For, at such times, crazy Ahab, the scheming, unappeasedly steadfast hunter of
the white whale; this Ahab that had gone to his hammock, was not the agent that
so caused him to burst from it in horror again. The latter was the eternal,
living principle or soul in him; and in sleep, being for the time dissociated
from the characterizing mind, which at other times employed it for its outer
vehicle or agent, it spontaneously sought escape from the scorching contiguity
of the frantic thing, of which, for the time, it was no longer an integral. But
as the mind does not exist unless leagued with the soul, therefore it must have
been that, in Ahab's case, yielding up all his thoughts and fancies to his one
supreme purpose; that purpose, by its own sheer inveteracy of will, forced
itself against gods and devils into a kind of self-assumed, independent being
of its own. Nay, could grimly live and burn, while the common vitality to which
it was conjoined, fled horror-stricken from the unbidden and unfathered birth.

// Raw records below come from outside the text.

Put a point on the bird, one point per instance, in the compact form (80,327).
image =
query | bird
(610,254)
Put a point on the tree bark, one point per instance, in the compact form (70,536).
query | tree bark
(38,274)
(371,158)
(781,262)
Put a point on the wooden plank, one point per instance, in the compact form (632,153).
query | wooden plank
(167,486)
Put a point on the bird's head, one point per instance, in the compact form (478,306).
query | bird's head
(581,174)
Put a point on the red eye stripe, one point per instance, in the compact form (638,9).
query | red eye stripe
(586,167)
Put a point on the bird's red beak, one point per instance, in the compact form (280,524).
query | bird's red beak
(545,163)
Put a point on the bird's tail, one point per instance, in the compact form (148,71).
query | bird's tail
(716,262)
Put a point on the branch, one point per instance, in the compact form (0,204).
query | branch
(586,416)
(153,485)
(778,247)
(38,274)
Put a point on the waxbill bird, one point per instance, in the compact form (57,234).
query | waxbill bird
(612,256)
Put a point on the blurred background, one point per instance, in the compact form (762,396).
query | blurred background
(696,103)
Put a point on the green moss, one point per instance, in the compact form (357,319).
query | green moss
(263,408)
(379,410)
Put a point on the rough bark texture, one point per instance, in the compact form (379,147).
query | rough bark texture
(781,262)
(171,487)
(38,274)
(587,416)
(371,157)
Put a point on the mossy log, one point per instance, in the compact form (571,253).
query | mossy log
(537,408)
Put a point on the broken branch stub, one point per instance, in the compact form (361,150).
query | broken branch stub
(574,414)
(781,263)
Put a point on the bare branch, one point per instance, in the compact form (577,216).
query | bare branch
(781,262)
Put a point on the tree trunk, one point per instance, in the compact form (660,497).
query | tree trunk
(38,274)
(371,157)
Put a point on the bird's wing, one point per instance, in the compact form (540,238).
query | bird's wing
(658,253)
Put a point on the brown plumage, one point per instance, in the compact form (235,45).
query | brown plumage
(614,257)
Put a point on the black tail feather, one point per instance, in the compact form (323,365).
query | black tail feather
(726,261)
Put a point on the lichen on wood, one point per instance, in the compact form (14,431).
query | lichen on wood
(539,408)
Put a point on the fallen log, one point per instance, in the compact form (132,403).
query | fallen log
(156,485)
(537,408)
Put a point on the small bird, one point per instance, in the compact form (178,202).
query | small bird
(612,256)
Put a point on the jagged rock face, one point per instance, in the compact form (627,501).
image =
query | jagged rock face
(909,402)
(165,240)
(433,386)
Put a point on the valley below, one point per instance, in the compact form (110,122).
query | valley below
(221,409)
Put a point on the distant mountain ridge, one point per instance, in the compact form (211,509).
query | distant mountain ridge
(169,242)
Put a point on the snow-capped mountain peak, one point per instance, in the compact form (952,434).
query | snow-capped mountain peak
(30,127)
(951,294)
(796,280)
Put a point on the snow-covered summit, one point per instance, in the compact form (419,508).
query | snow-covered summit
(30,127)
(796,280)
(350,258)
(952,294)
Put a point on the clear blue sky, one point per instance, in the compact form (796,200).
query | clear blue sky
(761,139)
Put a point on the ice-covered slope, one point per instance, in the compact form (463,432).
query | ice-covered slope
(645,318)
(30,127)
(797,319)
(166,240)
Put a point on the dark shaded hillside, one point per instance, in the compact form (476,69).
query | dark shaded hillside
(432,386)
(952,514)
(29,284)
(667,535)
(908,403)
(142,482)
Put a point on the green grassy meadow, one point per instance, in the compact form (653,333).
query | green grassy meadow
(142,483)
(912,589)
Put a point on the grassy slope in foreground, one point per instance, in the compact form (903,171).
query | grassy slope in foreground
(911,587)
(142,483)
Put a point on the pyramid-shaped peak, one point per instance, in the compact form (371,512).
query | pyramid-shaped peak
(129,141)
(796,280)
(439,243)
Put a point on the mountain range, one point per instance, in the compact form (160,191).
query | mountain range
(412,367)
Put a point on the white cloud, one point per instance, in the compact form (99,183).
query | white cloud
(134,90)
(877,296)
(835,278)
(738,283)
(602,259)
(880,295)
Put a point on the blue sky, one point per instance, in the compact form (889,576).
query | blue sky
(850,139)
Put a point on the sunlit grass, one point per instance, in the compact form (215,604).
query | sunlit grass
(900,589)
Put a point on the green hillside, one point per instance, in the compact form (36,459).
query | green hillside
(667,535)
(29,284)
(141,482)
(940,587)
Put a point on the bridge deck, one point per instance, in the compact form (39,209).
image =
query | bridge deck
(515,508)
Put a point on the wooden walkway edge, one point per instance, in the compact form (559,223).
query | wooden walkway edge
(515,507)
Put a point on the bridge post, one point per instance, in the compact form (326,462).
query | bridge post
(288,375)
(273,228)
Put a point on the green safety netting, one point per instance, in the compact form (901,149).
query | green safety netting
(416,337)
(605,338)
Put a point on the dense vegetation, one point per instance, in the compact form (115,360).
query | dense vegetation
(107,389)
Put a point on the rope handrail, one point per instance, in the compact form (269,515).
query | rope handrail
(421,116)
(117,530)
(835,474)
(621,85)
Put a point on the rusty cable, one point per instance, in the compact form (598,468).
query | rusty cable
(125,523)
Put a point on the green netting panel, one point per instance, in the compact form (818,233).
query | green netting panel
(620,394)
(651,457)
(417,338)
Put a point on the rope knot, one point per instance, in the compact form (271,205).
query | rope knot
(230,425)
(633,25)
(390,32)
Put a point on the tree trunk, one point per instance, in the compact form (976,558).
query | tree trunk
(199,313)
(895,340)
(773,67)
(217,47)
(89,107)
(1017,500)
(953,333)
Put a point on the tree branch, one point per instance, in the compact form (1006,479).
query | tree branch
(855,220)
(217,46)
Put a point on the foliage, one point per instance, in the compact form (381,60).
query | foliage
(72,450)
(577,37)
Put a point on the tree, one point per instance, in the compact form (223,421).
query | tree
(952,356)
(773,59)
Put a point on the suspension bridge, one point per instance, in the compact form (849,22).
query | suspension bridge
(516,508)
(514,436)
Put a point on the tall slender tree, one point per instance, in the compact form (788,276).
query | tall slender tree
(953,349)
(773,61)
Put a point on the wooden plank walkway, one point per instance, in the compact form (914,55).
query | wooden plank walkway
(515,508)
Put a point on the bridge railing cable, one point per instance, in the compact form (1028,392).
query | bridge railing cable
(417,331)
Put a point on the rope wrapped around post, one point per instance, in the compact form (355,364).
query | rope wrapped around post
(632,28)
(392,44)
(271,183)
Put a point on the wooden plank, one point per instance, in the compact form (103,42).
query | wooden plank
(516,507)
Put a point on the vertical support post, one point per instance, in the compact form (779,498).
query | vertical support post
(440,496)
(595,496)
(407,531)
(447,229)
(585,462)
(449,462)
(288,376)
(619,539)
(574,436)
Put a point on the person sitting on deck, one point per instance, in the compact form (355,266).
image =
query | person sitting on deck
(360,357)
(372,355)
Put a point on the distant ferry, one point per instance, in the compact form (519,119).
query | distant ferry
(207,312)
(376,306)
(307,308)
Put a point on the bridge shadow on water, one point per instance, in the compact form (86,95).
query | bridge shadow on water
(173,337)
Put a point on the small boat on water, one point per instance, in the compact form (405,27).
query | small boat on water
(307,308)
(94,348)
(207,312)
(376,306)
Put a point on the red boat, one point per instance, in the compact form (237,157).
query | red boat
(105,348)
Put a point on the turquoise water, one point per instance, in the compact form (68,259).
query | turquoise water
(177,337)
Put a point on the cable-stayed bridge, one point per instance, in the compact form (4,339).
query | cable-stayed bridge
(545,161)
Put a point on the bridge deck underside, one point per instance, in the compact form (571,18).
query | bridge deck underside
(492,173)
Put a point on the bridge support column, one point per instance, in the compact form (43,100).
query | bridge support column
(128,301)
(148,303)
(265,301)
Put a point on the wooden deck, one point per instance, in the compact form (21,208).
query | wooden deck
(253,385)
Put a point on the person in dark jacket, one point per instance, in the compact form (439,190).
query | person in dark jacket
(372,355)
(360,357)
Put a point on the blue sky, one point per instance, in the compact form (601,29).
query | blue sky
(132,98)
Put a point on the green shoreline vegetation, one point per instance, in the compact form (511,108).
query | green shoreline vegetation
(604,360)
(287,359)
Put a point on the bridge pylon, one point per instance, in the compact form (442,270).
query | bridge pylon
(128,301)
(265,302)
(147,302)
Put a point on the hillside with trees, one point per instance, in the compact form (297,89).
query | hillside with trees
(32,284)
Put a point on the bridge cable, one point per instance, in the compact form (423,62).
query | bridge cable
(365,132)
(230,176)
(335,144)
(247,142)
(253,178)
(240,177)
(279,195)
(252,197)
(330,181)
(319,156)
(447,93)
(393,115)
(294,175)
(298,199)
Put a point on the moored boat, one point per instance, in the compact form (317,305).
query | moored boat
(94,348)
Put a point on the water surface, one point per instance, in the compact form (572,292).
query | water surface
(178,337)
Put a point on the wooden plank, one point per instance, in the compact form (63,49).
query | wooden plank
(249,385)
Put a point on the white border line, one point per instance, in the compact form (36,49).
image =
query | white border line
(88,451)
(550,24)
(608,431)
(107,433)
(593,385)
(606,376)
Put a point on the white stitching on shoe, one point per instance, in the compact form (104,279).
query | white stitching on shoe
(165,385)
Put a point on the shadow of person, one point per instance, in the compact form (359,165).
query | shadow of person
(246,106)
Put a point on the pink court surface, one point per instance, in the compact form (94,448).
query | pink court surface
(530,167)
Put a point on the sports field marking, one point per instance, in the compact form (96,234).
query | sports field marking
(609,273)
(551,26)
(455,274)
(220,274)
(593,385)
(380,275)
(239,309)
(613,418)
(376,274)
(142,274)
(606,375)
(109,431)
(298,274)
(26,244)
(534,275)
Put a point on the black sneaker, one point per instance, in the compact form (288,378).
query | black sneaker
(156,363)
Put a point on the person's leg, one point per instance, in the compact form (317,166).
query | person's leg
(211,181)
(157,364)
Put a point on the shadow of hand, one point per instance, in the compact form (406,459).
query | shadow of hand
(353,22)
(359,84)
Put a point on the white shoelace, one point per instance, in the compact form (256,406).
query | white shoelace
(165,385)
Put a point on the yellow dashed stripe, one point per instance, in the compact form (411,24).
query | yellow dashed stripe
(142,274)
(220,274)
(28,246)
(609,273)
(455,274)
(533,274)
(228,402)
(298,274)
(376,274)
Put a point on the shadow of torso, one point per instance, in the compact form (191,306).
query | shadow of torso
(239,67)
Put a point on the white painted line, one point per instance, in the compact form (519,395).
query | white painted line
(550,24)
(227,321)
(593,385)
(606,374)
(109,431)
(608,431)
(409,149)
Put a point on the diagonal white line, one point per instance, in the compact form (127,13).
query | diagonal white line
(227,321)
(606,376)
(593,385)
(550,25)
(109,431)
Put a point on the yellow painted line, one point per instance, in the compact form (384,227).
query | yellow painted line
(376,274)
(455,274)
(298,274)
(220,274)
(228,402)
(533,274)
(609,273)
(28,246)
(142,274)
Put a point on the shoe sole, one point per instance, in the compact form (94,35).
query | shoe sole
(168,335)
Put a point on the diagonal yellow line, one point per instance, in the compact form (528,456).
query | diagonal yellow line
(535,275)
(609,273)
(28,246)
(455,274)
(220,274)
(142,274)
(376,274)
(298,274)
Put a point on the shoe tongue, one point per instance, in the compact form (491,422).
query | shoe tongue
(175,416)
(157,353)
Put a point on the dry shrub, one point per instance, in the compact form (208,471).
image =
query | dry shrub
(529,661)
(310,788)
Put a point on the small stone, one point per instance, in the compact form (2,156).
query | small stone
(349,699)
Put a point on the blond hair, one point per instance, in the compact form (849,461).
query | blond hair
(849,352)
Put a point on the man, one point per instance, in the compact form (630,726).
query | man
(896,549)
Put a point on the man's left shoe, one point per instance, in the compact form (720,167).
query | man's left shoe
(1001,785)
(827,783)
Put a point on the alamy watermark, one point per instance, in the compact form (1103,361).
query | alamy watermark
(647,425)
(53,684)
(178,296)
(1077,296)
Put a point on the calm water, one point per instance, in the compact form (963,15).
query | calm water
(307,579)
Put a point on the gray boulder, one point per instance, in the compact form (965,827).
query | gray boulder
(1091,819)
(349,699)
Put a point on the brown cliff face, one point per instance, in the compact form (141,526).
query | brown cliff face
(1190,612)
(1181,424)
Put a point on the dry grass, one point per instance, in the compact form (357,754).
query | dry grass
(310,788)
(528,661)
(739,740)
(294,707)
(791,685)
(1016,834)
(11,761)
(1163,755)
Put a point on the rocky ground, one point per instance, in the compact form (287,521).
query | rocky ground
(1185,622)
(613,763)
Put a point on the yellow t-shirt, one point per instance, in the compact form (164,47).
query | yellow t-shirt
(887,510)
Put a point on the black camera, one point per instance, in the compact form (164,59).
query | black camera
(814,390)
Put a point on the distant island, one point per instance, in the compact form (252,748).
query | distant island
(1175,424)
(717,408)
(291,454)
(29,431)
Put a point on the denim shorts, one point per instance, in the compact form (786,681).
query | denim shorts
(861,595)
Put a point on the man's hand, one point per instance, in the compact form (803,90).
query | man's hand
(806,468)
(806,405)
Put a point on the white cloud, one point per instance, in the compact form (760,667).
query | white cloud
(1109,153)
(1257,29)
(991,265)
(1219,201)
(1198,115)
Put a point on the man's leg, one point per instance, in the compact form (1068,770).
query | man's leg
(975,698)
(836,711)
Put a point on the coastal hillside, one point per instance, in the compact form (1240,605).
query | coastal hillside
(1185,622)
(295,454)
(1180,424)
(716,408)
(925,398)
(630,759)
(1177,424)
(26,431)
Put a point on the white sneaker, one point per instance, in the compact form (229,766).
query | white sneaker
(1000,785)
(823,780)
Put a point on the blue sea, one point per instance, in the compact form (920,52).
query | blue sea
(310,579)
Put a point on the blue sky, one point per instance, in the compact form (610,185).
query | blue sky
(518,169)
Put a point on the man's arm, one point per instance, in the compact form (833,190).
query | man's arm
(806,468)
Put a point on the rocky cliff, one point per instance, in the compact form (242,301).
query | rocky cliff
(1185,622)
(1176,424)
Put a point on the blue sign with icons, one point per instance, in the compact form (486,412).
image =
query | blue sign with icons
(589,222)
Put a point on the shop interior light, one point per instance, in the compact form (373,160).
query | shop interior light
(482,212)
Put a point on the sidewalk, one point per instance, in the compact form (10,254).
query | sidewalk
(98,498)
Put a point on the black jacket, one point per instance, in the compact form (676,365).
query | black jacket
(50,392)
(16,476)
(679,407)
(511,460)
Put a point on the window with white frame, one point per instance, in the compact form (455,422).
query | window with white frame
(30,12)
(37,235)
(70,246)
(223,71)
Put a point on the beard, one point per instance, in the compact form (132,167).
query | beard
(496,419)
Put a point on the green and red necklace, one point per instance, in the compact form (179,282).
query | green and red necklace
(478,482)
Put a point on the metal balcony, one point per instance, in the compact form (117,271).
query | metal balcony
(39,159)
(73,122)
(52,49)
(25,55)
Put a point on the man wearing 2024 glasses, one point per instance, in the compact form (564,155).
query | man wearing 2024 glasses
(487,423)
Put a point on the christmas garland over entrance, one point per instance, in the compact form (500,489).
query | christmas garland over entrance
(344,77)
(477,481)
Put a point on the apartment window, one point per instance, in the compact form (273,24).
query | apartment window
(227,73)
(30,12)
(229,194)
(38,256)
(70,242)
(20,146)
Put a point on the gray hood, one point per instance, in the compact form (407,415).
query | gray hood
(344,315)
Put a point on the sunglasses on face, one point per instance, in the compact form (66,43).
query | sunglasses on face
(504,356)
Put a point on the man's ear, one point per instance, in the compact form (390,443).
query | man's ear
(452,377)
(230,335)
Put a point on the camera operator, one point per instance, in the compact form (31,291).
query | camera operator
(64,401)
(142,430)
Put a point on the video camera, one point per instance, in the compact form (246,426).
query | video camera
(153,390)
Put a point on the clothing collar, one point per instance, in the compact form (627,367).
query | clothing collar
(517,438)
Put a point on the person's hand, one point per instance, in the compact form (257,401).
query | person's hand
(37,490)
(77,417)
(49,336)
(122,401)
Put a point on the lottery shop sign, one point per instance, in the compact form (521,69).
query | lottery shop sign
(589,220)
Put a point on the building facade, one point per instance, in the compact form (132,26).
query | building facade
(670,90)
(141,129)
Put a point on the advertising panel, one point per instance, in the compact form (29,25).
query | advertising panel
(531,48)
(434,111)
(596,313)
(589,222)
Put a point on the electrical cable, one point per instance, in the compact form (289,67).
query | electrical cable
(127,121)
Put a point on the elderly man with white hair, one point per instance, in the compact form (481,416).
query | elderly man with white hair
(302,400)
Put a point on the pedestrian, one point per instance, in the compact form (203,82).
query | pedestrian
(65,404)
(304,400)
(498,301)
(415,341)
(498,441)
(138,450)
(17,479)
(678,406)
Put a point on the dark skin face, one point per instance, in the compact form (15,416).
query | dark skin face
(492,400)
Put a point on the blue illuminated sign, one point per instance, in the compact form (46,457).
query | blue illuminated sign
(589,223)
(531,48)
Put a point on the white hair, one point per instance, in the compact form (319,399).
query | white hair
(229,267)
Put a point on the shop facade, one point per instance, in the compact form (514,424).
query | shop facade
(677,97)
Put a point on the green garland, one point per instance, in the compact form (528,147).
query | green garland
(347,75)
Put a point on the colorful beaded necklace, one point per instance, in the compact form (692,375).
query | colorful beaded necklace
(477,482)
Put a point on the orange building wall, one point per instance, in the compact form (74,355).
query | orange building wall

Therefore, the tormented spirit that glared out of bodily eyes, when what
seemed Ahab rushed from his room, was for the time but a vacated thing, a
formless somnambulistic being, a ray of living light, to be sure, but without
an object to colour, and therefore a blankness in itself. God help thee, old
man, thy thoughts have created a creature in thee; and he whose intense
thinking thus makes him a Prometheus; a vulture feeds upon that heart for ever;
that vulture the very creature he creates.